Душа Кумико выскочила из тела, как морская улитка из тесной раковины. Она не догадывалась, что уместится в куда худшем жилище. Души доверчивы. Наверное, потому, что недолго задерживаются в подлунном мире. Кумико пахла свежестью дождливых мартовских дней, и тело ее приняло Госпожу под прохладную сень. Затхлый аромат, следующий за Госпожой, отступил, остался разве что на конце долгого шлейфа тумана. Тело слушалось новую владелицу. Сменялись человеческие поколения, Госпожа шла из века в век юной и прелестной.

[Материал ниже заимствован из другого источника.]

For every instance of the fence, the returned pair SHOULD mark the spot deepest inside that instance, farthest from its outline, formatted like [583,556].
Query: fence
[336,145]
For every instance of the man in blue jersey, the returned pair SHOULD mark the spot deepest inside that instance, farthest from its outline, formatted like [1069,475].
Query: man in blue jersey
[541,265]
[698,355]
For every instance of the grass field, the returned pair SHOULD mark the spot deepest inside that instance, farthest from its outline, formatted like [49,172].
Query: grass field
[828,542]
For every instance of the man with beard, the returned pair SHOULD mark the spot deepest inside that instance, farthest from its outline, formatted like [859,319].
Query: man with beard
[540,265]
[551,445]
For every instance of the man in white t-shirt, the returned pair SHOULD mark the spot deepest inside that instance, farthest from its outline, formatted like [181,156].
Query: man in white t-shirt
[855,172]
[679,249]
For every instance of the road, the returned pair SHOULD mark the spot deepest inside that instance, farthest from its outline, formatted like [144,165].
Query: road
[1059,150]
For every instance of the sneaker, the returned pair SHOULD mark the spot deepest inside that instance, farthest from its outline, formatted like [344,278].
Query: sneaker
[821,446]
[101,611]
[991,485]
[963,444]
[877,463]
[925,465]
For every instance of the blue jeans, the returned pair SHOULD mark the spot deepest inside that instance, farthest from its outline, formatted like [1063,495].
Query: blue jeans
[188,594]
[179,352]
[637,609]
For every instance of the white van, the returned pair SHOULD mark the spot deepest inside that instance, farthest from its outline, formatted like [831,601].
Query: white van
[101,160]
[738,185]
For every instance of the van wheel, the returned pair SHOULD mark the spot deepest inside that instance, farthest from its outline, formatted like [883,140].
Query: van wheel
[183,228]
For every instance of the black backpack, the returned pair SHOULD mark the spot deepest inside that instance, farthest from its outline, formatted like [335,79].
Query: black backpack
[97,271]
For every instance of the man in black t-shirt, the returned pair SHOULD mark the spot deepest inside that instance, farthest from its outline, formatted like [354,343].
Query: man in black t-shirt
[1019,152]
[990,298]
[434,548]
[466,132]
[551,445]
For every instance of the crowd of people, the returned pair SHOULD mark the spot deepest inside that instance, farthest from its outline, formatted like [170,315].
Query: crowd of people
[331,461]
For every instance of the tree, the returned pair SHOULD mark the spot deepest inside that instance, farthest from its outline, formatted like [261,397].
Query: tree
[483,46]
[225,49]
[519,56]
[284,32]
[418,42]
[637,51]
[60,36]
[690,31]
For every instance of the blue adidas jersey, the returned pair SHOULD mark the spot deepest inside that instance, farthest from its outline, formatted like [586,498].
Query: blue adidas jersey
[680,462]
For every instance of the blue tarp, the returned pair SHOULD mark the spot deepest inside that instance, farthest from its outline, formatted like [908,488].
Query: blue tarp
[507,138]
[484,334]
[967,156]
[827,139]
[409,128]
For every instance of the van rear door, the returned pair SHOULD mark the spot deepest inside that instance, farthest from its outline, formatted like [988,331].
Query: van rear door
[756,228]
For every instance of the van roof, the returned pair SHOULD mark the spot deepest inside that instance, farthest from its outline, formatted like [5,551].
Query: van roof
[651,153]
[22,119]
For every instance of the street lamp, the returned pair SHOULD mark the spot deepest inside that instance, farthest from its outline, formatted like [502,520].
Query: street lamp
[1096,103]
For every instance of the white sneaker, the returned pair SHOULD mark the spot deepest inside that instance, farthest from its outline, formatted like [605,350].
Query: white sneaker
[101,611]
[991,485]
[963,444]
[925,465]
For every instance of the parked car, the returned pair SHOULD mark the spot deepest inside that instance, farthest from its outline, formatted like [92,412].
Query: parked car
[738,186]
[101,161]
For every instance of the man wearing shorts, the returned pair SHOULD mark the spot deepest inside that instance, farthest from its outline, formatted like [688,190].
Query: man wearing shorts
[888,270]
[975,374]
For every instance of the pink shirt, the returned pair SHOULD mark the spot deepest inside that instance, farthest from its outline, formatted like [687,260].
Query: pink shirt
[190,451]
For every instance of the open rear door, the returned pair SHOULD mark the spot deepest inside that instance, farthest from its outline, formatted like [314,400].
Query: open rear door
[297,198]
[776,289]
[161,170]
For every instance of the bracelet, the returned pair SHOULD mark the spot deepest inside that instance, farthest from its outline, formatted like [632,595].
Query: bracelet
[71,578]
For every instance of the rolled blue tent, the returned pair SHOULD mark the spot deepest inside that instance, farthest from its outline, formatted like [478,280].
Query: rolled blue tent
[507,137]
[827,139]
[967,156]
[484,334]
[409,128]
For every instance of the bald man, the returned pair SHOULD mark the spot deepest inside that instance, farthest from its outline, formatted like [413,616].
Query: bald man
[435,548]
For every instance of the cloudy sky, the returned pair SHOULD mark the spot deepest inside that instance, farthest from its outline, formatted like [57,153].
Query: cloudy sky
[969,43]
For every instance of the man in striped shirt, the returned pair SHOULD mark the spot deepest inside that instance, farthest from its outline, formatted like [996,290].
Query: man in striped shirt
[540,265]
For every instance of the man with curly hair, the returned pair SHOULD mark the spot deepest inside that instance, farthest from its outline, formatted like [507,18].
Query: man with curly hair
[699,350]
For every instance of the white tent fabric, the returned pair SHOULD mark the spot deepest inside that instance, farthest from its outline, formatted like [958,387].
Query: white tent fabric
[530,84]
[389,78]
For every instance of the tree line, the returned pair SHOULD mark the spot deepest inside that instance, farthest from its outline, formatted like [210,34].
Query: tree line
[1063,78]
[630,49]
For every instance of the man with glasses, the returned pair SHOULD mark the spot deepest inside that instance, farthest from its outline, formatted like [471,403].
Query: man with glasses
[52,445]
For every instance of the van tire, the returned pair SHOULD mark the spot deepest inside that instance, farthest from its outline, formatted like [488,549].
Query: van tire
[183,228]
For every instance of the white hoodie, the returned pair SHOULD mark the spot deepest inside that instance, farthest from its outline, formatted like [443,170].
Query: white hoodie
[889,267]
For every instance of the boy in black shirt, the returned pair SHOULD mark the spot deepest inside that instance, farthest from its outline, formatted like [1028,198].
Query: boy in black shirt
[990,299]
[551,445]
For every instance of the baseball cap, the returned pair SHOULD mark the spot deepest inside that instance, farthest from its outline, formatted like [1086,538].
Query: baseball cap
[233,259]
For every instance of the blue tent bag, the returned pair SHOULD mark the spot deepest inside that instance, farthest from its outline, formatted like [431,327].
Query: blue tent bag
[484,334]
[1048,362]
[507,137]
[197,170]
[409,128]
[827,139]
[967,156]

И снова наступил август. Приближались ворота рёкана. Как всегда, наступала единственная любимая Госпожой ночь, ночь ее свободы, победы над судьбой. В рёкане ждал ее Рюу, не мальчик, что мечтал стать драконом, но юноша, что может стать бессмертным.
А пока лишь пыхтел впереди, на расстоянии десяти шагов тот, кто слишком долго тяготил ее любовью. Чаща смыкалась за спиной, скрывая в густоте деревьев оставшиеся позади годы и воспоминания.
Госпожа окинула взглядом широкую фигуру самурая.
«Ты разделил со мной долгие годы.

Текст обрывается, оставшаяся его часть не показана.